D vitamininden yoksul beslenen ve yeteri kadar güneş görmeyen hayvanlar üzerine yapılan birtakım araştırmalarda, D vitamini eksikliğinin pankreas insülin salınımını negatif etkileyerek glikoz metabolizmasını bozarak insülin direncine yatkınlığı arttırdığı ve bu durumun beraberinde obeziteye de neden olabileceği gösterildi.
Kimi hayvanlar üzerine yapılan çalışmalarda D vitamini eksikliğinin üremeyi negatif tarafta etkileyerek doğurganlığın da önüne geçtiği gösterildi.
Son yıllarda düşük D vitamini seviyelerine karşı tedaviler uygulanmaya başlandı. Fakat D vitamini yağda çözünen bir vitamin olduğu için denetimsiz ve rastgele alımı bedende birikerek zehirleyici tesire neden olur. Bilhassa yüksek kalsiyum damarlarda ve böbrekte birikir. Zehirlenme belirtisi olarak bulantı, kusma, kabızlık, kas-kemik ağrıları, kalpte ritim sorunları ve böbrek yetmezliği halinde kendini gösterir. Çok yüksek dozları öldürücü olabilir.
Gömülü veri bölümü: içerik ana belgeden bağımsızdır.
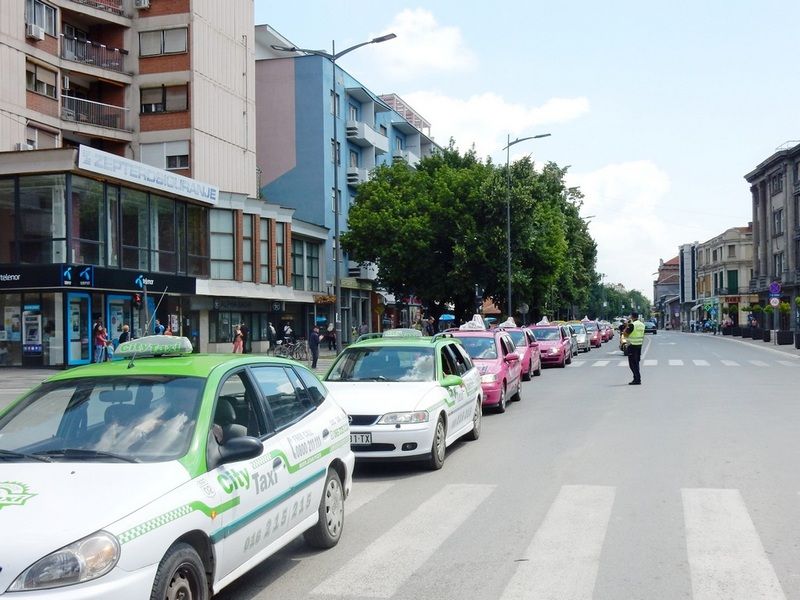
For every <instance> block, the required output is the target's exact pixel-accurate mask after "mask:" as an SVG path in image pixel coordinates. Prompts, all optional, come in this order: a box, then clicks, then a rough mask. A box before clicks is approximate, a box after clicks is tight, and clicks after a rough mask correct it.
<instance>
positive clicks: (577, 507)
mask: <svg viewBox="0 0 800 600" xmlns="http://www.w3.org/2000/svg"><path fill="white" fill-rule="evenodd" d="M614 495H615V488H613V487H606V486H592V485H565V486H564V487H562V488H561V491H560V492H559V494H558V497H557V498H556V500H555V502H553V505H552V506H551V507H550V510H549V511H548V513H547V516H546V517H545V519H544V522H543V523H542V524H541V526H540V527H539V530H538V531H537V532H536V535H535V536H534V537H533V541H532V542H531V544H530V546H529V547H528V549H527V550H526V551H525V558H526V559H527V560H526V561H525V562H520V563H519V565H518V567H517V571H516V572H515V573H514V575H513V577H512V578H511V580H510V581H509V582H508V585H507V586H506V589H505V591H504V592H503V595H502V597H501V598H502V600H518V599H519V600H523V599H524V600H528V599H531V598H536V599H537V600H538V599H547V600H562V599H569V600H591V598H592V593H593V592H594V585H595V580H596V579H597V570H598V567H599V565H600V551H601V550H602V548H603V540H604V539H605V536H606V530H607V529H608V520H609V517H610V516H611V508H612V506H613V505H614Z"/></svg>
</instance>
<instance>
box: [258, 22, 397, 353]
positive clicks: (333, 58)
mask: <svg viewBox="0 0 800 600" xmlns="http://www.w3.org/2000/svg"><path fill="white" fill-rule="evenodd" d="M396 37H397V36H396V35H395V34H394V33H387V34H386V35H382V36H380V37H376V38H372V39H371V40H369V41H366V42H361V43H360V44H355V45H354V46H350V47H349V48H345V49H344V50H340V51H339V52H336V42H335V41H332V42H331V51H330V52H326V51H325V50H309V49H308V48H298V47H297V46H278V45H276V44H271V46H270V47H271V48H272V49H273V50H277V51H278V52H303V53H305V54H314V55H316V56H321V57H323V58H327V59H328V60H329V61H331V72H332V74H333V110H332V111H331V112H332V113H333V146H332V148H331V153H332V154H333V157H332V160H331V162H332V163H333V239H334V241H335V245H334V258H333V261H334V265H333V272H334V286H335V292H334V293H335V294H336V304H335V308H334V312H335V313H336V314H335V316H334V320H335V326H336V353H337V354H339V352H341V351H342V276H341V272H340V270H341V266H340V264H341V262H342V248H341V244H340V243H339V215H341V212H342V211H341V198H340V195H339V159H338V156H337V155H338V153H337V148H338V146H339V136H338V132H337V127H336V119H337V117H338V116H339V115H338V112H339V103H338V102H337V100H336V99H337V96H336V60H337V59H338V58H341V57H342V56H344V55H345V54H347V53H349V52H352V51H353V50H357V49H358V48H361V47H362V46H367V45H369V44H380V43H381V42H387V41H389V40H393V39H394V38H396Z"/></svg>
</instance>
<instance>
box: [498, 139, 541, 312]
mask: <svg viewBox="0 0 800 600" xmlns="http://www.w3.org/2000/svg"><path fill="white" fill-rule="evenodd" d="M549 135H550V134H549V133H540V134H539V135H531V136H528V137H524V138H517V139H515V140H514V141H513V142H512V141H511V134H508V144H506V147H505V148H503V150H505V151H506V177H507V182H508V184H507V186H506V267H507V270H508V272H507V276H508V295H507V300H506V302H507V305H508V316H509V317H512V316H513V315H514V309H513V308H512V304H511V146H513V145H514V144H519V143H520V142H525V141H527V140H537V139H539V138H543V137H548V136H549Z"/></svg>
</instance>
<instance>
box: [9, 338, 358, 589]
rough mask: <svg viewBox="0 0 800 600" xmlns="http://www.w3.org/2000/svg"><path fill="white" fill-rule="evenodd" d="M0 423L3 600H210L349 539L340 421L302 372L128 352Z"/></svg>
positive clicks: (153, 340)
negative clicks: (43, 598) (131, 599)
mask: <svg viewBox="0 0 800 600" xmlns="http://www.w3.org/2000/svg"><path fill="white" fill-rule="evenodd" d="M116 357H117V358H118V359H119V358H121V359H122V360H115V361H113V362H110V363H103V364H97V365H89V366H86V367H81V368H78V369H73V370H69V371H64V372H61V373H58V374H56V375H54V376H52V377H50V378H49V379H47V380H46V381H45V382H44V383H42V384H41V385H40V386H38V387H36V388H35V389H33V390H32V391H30V392H29V393H28V394H26V395H25V396H23V397H22V398H20V399H19V400H17V401H16V402H14V403H13V404H11V405H10V406H8V407H7V408H6V409H4V410H3V411H1V412H0V532H1V533H0V596H4V595H7V596H8V597H9V598H11V597H13V598H18V599H19V600H28V599H39V598H48V599H73V598H74V599H78V598H80V599H82V600H85V599H95V598H98V599H99V598H103V599H108V598H115V599H120V598H122V599H127V598H130V599H137V600H139V599H141V598H157V599H167V598H169V599H172V598H183V599H187V600H188V599H198V598H199V599H203V598H208V597H209V596H210V595H211V594H214V593H216V592H218V591H219V590H220V589H221V588H223V587H225V586H226V585H227V584H229V583H231V582H232V581H233V580H234V579H236V578H237V577H239V576H240V575H242V574H243V573H245V572H246V571H248V570H249V569H252V568H253V567H255V566H256V565H258V564H259V563H260V562H261V561H263V560H264V559H265V558H266V557H268V556H269V555H271V554H273V553H274V552H276V551H277V550H279V549H280V548H282V547H283V546H285V545H286V544H287V543H289V542H290V541H292V540H293V539H294V538H296V537H297V536H298V535H300V534H304V536H305V539H306V541H307V542H308V543H309V544H310V545H312V546H314V547H319V548H329V547H332V546H334V545H335V544H336V543H337V542H338V540H339V537H340V535H341V533H342V526H343V523H344V500H345V498H346V496H347V494H348V493H349V491H350V489H351V486H352V471H353V465H354V456H353V453H352V451H351V450H350V430H349V426H348V421H347V415H346V414H345V413H344V411H343V410H342V408H340V406H339V405H338V404H336V402H335V401H334V400H333V397H332V395H331V394H330V393H329V392H328V390H327V389H326V387H325V386H324V385H323V384H322V383H321V382H320V381H319V379H317V378H316V376H315V375H314V374H313V373H312V372H311V371H309V370H308V369H306V368H305V367H304V366H302V365H300V364H299V363H296V362H293V361H288V360H281V359H270V358H265V357H259V356H255V355H236V354H231V355H200V354H191V344H190V343H189V340H188V339H186V338H180V337H171V336H149V337H148V338H142V339H140V340H134V341H131V342H126V343H124V344H120V347H119V349H118V350H117V352H116Z"/></svg>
Yılda en az bir sefer D vitamini seviyesi bakılarak doktor denetiminde gerekli yerine koyma tedavileri yapılmalıdır.
Günlük ömürde D vitamini eksikliğinden korunmak için haftada en az 3-4 gün kol içleri ve bacak ön yüzleri güneş kremi sürmeden direkt güneş ışığı ile 15-20 dakika güneşlenmeli.